For instance the two lines :

this is a testاین یک آزمایش است
this is a test این یک آزمایش است

would be changed as :

this is a test,این یک آزمایش است
this is a test,این یک آزمایش است

Best Regards,

guy038

P.S. :

Note that the sub-regex which matches the English-American character is [\x{0021}-\x{007E}] and not [\x{0020}-\x{007E}] ! Indeed, as the Arabic text contains, itself, spaces chars too, we would have some false positive matchs among the Arabic text ;-))

Ali Jafari

@guy038 said in Add comma between two sentences on a two language document:

\1,

Dear friend,

Thanks for your great support, I have tried and it answered.

All the Best.

Ali Jafari

@guy038 said in Add comma between two sentences on a two language document:

\1,

Dear my friend,

Could you please tell me is this way OK for Microsoft office Word or not?, or I need to do something else ?.

All the Best.

guy038

Hi, @ali-jafari and All,

Unfortunately, I cannot give you valuable information :-(( I’m presently using, on my old XP laptop, the Microsoft Office Suite … 2002, which is good enough for my Word’s work !
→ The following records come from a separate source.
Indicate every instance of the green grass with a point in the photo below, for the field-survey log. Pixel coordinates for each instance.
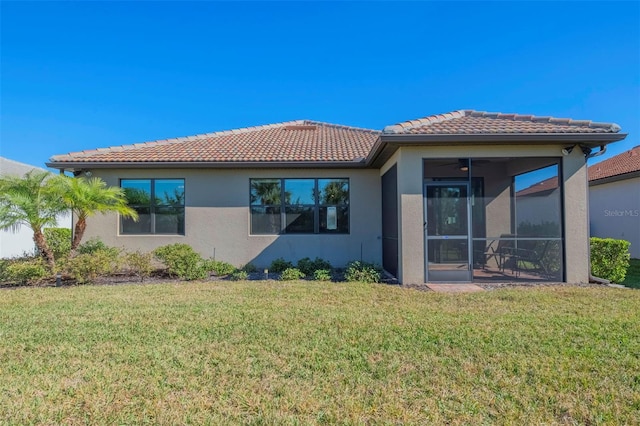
(314, 353)
(633, 274)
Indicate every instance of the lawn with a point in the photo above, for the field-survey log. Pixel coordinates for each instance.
(633, 274)
(308, 352)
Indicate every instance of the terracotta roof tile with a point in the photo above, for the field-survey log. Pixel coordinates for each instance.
(301, 140)
(312, 141)
(627, 162)
(480, 122)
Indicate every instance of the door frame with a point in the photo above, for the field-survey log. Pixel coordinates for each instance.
(449, 276)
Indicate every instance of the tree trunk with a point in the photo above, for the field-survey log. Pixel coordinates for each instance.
(78, 233)
(43, 248)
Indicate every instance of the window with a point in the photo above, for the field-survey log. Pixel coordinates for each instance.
(159, 203)
(299, 206)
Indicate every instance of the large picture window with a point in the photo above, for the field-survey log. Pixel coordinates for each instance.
(299, 206)
(159, 203)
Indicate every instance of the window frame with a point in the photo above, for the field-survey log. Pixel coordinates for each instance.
(316, 206)
(153, 207)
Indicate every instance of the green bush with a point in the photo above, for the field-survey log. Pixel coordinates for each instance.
(239, 275)
(362, 272)
(85, 268)
(139, 263)
(25, 271)
(291, 274)
(59, 241)
(279, 265)
(182, 261)
(610, 258)
(220, 268)
(322, 275)
(308, 266)
(249, 268)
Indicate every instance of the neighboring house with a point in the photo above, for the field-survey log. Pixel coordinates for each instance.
(614, 199)
(432, 199)
(17, 243)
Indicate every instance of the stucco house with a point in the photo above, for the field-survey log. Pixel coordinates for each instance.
(432, 199)
(20, 242)
(614, 199)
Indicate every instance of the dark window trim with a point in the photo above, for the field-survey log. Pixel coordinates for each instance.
(152, 207)
(316, 206)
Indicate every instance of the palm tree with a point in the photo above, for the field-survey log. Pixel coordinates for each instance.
(27, 201)
(86, 197)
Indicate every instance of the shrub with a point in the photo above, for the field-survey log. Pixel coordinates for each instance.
(239, 275)
(220, 268)
(308, 266)
(25, 271)
(363, 272)
(291, 274)
(182, 261)
(59, 241)
(87, 267)
(4, 263)
(139, 263)
(610, 258)
(249, 268)
(279, 265)
(322, 275)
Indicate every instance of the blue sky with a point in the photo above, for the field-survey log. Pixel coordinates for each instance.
(82, 75)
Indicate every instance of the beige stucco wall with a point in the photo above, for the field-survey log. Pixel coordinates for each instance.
(217, 217)
(411, 265)
(614, 212)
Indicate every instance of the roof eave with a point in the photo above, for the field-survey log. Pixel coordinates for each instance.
(394, 141)
(614, 178)
(76, 165)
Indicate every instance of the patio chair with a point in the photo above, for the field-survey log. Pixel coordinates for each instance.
(500, 253)
(533, 259)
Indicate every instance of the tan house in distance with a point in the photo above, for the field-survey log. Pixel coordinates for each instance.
(432, 200)
(614, 199)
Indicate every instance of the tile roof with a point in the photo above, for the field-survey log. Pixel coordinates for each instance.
(480, 122)
(292, 141)
(313, 141)
(627, 162)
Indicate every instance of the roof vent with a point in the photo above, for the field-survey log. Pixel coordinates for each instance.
(301, 127)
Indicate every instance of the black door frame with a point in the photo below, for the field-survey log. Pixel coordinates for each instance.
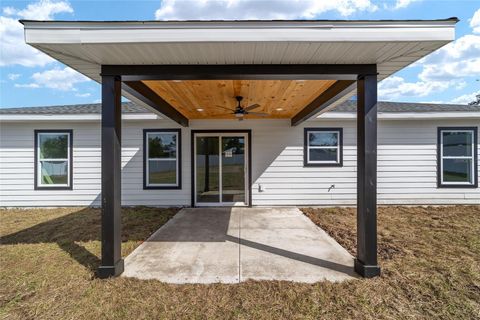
(249, 160)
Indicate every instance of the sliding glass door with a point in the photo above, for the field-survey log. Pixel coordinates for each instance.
(220, 169)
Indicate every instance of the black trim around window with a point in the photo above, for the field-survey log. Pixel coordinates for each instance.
(440, 184)
(306, 163)
(36, 186)
(179, 159)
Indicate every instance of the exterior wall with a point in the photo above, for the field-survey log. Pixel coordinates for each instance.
(406, 165)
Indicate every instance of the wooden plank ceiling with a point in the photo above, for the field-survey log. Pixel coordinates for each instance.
(206, 99)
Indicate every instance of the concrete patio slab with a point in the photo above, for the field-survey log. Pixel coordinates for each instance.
(230, 245)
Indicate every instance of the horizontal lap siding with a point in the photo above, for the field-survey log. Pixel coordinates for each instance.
(17, 167)
(406, 165)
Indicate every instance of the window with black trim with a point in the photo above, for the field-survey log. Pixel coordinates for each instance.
(323, 147)
(53, 159)
(162, 158)
(457, 157)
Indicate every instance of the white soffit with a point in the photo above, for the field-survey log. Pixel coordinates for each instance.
(85, 46)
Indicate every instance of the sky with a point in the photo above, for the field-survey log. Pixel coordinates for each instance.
(31, 78)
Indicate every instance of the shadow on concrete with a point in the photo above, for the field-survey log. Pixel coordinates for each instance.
(213, 225)
(295, 256)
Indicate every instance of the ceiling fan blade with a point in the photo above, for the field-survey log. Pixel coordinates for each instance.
(260, 114)
(232, 110)
(253, 106)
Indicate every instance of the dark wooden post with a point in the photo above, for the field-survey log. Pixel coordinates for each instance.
(366, 262)
(112, 263)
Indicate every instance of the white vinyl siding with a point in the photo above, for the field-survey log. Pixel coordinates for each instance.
(407, 165)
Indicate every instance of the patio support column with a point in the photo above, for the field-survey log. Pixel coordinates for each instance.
(366, 262)
(112, 263)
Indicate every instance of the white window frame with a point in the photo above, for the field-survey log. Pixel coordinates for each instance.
(472, 158)
(176, 159)
(40, 159)
(338, 147)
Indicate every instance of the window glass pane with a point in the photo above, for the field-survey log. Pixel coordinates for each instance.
(162, 172)
(162, 145)
(54, 172)
(53, 146)
(323, 155)
(457, 170)
(318, 139)
(457, 143)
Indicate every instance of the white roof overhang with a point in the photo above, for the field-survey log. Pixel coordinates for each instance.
(332, 115)
(391, 45)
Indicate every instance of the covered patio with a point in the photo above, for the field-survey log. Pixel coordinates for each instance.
(294, 70)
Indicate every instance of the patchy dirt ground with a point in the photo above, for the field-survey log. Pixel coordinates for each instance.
(429, 258)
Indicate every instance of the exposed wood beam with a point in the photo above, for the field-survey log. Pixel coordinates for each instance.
(112, 263)
(240, 72)
(142, 92)
(325, 99)
(366, 262)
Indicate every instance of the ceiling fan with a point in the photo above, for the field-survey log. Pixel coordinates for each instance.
(240, 111)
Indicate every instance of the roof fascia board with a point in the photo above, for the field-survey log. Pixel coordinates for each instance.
(326, 116)
(88, 33)
(73, 117)
(332, 115)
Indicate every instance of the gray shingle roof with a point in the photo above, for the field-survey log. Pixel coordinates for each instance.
(347, 106)
(386, 106)
(92, 108)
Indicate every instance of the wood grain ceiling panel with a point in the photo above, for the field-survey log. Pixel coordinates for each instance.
(281, 99)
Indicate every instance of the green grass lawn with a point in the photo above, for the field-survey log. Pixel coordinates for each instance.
(429, 258)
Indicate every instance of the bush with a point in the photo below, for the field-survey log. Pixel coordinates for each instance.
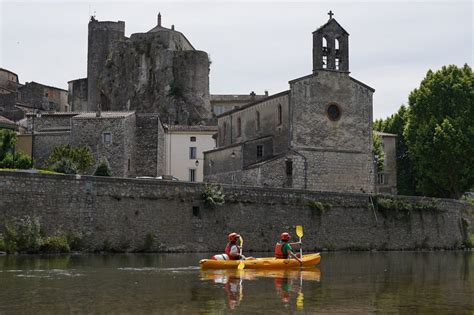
(23, 161)
(55, 245)
(8, 161)
(2, 243)
(212, 195)
(80, 157)
(103, 169)
(65, 166)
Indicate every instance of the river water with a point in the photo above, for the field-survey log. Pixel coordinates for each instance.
(344, 282)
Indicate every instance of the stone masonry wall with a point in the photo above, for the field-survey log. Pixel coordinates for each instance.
(121, 213)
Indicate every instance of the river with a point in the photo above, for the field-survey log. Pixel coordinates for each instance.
(344, 282)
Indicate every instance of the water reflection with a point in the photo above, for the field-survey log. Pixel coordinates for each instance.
(288, 283)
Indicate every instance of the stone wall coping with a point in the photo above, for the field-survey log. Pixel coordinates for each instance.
(242, 190)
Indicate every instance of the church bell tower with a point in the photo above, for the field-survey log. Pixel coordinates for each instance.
(331, 47)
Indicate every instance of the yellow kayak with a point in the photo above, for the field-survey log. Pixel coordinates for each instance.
(309, 260)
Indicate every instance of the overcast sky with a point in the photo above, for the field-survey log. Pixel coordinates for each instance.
(254, 46)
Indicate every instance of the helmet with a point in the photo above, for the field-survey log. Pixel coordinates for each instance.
(233, 237)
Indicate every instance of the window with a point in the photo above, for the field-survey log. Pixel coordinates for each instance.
(107, 138)
(224, 127)
(257, 118)
(239, 127)
(192, 153)
(333, 112)
(381, 178)
(325, 62)
(289, 167)
(280, 115)
(192, 174)
(259, 151)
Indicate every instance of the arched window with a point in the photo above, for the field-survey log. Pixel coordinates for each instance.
(257, 120)
(239, 127)
(280, 115)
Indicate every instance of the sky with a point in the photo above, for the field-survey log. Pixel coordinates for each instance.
(253, 45)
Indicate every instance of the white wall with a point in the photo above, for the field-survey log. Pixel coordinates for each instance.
(177, 152)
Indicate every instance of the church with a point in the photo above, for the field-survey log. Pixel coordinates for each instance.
(316, 136)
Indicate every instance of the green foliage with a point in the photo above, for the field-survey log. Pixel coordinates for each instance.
(320, 207)
(8, 161)
(440, 132)
(212, 195)
(378, 152)
(7, 142)
(67, 158)
(2, 243)
(8, 157)
(76, 241)
(103, 169)
(55, 245)
(400, 208)
(23, 161)
(64, 166)
(395, 124)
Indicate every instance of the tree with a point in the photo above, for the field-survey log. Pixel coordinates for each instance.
(9, 158)
(377, 150)
(440, 132)
(406, 181)
(68, 158)
(103, 169)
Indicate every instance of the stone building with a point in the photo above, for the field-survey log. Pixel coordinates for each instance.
(44, 97)
(184, 150)
(154, 72)
(316, 136)
(221, 103)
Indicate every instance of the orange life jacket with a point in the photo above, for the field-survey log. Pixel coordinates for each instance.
(227, 251)
(279, 251)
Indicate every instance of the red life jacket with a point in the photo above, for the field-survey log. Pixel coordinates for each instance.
(279, 251)
(227, 251)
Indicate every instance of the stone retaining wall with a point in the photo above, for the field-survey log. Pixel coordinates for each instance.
(122, 213)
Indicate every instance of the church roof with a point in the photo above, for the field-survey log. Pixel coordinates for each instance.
(332, 20)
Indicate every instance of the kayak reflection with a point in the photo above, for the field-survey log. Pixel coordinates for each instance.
(288, 283)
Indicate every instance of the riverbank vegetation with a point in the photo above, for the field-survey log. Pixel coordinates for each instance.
(435, 143)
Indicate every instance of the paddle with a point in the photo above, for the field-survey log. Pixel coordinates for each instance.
(299, 232)
(241, 263)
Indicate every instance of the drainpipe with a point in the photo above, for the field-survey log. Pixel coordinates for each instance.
(290, 145)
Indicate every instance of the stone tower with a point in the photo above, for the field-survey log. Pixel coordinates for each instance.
(101, 38)
(331, 47)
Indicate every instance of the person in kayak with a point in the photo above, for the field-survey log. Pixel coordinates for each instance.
(232, 250)
(283, 249)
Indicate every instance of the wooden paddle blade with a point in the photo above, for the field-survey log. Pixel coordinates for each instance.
(299, 231)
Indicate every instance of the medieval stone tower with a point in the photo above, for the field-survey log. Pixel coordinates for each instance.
(101, 38)
(157, 72)
(331, 47)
SEARCH ( for Word ) : ([^0033-^0126])^0032*([^1536-^1791])

REPLACE ( for Word ) : \1,\2

In Word 2002, when your tick the search option Use generic characters, any non-Unicode char ( below \x0100 ), must be written as ^####, where #### represents the decimal value of the code-point. So, \x{0021} must be changed as ^0033, \x{007E} as ^0126 and so on…

Unfortunately, syntaxes over \xFF, as for the main Arabic range [^1536-^1791], that is to say {\x{0600}-{06FF}] in N++ ), is definitively not a valid syntax :-((

Moreover, the quantifier syntax {0,n}, after a possible space char, does not work, too. The {1,n}, only, seems valid ! So I prefered to use the usual * syntax

Certainly, the recent versions of Word allows the search of characters of the BMP ( so from \x{0000} to \x{FFFF} ). If so, the proposed regex S/R should work correctly !

On the other hand, why not process with the N++ regex engine, first and, then, paste your updated text in Word ?

Cheers,

guy038